According to prosecutors, Ms. Molina said she punched Yiovanni repeatedly Saturday, until his leg was in a distorted position, and then she left him unattended in the bathroom. “Defendant Matos did not remove the child from harm and left the child with defendant Molina,” Mr. Robinson told the court.


At 2 a.m. Sunday, police officers and EMS workers went to the defendants’ apartment at 3170 Broadway, responding to a report of an unconscious child. The boy was taken to St. Luke’s Hospital, where he was pronounced dead at 2:26 a.m.


Ms. Matos’s two daughters – a 3 1 /2-year-old girl and a 2-month-old baby – were in the apartment at the time of the alleged abuse, prosecutors said. According to a neighbor, Ms. Molina has three children but only Ms. Matos’s children lived at the apartment.


As a police officer stood guard outside the empty apartment yesterday afternoon, neighbors at 3170 Broadway spoke of Ms. Matos and Ms. Molina.


“[I’m] surprised to hear about it,” said Jose Cavrera, 39. “As far as I know, she’s a good mother. As far as I know, she didn’t have any problems.[The children] seemed well-dressed and taken care of.”


Lisi de Bourbon, spokeswoman for Administration for Children’s Services, said Ms. Matos’s two surviving children were placed in foster care following the murder, but ACS had no prior involvement with the family.
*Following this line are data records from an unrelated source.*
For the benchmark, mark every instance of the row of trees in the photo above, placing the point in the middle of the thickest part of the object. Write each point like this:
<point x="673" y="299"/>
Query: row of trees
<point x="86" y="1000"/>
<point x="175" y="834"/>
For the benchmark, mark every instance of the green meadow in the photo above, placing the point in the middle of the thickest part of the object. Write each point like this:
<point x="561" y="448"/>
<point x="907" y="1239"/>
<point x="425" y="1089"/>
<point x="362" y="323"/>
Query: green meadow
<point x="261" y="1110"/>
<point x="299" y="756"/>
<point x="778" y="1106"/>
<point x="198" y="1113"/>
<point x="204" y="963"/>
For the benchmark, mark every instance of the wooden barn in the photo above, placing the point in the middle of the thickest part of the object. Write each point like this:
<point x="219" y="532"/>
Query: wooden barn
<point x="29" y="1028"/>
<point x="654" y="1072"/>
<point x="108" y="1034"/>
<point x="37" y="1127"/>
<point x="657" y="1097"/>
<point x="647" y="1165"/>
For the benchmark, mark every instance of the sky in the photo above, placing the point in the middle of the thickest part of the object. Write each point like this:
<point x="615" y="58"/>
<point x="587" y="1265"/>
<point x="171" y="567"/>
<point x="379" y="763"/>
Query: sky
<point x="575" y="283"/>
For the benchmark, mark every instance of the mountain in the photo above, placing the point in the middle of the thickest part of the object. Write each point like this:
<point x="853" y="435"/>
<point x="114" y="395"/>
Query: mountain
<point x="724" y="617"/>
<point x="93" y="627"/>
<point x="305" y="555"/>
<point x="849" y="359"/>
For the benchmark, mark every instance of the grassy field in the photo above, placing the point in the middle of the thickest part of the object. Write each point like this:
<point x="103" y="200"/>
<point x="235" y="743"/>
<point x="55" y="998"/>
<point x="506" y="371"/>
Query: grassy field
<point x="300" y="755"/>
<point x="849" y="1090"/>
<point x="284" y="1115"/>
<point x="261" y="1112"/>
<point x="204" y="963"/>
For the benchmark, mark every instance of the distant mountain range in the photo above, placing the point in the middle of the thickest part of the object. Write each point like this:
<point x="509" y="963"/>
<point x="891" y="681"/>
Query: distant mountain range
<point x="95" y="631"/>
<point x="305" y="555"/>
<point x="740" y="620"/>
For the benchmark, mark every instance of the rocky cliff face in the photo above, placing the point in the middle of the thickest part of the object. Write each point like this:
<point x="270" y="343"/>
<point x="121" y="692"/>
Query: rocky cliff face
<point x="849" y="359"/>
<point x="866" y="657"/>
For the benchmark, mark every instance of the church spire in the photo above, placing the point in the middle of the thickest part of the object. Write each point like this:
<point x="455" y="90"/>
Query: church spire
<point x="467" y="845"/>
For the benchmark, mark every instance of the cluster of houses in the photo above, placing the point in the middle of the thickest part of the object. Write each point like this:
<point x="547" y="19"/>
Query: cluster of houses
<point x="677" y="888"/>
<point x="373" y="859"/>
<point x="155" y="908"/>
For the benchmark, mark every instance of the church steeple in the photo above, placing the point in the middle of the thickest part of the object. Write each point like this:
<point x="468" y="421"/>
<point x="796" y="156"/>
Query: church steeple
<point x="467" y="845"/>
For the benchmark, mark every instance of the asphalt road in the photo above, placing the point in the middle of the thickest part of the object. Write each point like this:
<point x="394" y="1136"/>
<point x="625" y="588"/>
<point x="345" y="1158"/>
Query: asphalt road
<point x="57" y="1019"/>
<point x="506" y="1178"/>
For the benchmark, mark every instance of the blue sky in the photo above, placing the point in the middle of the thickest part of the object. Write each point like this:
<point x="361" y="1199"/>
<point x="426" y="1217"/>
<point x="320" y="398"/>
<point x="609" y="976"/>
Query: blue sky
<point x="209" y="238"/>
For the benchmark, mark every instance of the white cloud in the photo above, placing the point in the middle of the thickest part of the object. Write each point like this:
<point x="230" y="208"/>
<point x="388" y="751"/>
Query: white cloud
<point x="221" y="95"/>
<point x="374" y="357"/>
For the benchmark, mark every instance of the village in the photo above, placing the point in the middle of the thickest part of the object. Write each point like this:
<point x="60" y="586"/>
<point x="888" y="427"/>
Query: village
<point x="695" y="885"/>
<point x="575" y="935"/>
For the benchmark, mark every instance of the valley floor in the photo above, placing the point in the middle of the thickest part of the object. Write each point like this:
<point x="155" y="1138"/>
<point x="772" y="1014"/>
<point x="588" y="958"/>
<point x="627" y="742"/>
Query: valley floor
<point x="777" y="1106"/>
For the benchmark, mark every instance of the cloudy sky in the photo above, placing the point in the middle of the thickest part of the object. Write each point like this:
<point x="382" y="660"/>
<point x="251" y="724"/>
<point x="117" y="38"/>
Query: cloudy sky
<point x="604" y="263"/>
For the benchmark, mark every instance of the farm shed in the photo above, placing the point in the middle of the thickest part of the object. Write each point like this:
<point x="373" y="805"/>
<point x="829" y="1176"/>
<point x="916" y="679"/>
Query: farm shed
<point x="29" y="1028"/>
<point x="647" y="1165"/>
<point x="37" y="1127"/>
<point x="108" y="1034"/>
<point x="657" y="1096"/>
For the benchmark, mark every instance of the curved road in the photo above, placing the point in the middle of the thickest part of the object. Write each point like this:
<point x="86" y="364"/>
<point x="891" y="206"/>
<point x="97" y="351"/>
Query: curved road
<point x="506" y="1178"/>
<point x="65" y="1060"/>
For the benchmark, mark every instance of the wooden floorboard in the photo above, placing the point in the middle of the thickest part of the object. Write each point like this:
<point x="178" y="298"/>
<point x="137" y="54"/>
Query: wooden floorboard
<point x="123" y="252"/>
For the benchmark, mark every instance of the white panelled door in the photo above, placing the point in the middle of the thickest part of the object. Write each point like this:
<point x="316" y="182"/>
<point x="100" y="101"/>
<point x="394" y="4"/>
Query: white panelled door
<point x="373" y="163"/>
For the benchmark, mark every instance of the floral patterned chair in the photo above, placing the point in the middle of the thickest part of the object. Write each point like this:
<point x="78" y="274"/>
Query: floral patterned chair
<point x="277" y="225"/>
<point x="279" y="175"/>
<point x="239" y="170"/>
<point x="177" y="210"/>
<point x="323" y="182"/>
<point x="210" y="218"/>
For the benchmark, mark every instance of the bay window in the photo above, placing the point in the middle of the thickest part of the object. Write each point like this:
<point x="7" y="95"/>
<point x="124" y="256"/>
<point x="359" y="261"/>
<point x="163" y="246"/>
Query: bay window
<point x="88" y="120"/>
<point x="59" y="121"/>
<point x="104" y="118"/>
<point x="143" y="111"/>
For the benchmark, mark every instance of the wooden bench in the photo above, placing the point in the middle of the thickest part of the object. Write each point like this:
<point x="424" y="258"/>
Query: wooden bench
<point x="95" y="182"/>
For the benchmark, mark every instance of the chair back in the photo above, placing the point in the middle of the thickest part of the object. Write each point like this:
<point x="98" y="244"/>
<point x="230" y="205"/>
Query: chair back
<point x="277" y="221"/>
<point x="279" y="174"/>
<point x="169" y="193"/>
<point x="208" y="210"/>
Ms. Matos and Ms. Molina had just moved into the apartment this summer and were not well-known to other residents of the 15th floor. They would pass them in the hall or ride with them on the elevator and exchange greetings, and sounds of crying were dismissed as normal.


“I heard the baby crying, but I thought it was for milk, not for anything out of the ordinary,” Mr. Cavrera said. “They were being disciplined, I thought. Nothing like child abuse.”


Another neighbor, who declined to give her name, said she usually kept her television too loud to hear outside noise, but on Saturday night she heard screaming, which she quickly dismissed.


“Nobody on this floor really knew the two girls,” said the neighbor, who has lived there 18 years. “They just moved onto this floor. That night I heard screaming. That was all.”


Iris Matos, sister of the defendant, lived at the apartment for eight years and was well-known to her neighbors. But Mr. Cavrera, who said he has lived at his Grant Houses apartment since 1979, said Iris Matos did not stay there for long once her sister moved in this summer with her three children and Ms. Molina.


“[Iris] told me that her sister was living with her and she wasn’t happy about it,” said Mr. Cavrera.


Police said that Ms. Matos had no prior arrest record and that Ms. Molina had no violent past. Ms. Molina was arrested in August for petty larceny, police said, and in 1998 at Elmhurst, Queens, for filing a false report. The disposition of those cases was not clear.


The two women’s arraignment came the same day as the arraignment of a Brooklyn man, William Lee, whose 3-year-old son’s body was found in a gym bag outside a church in Queens.


William Lee pleaded not guilty to charges of endangering the welfare of a child, reckless endangerment and improper disposal of a body. He is being held on $100,000 bail.


Mr. Lee allegedly kidnapped Marcus Lee on Wednesday and, when he surrendered to police Friday, allegedly said he dumped the boy’s body in Jamaica.


No homicide charges have been filed in the case because the medical examiner’s office has not yet established the cause of death.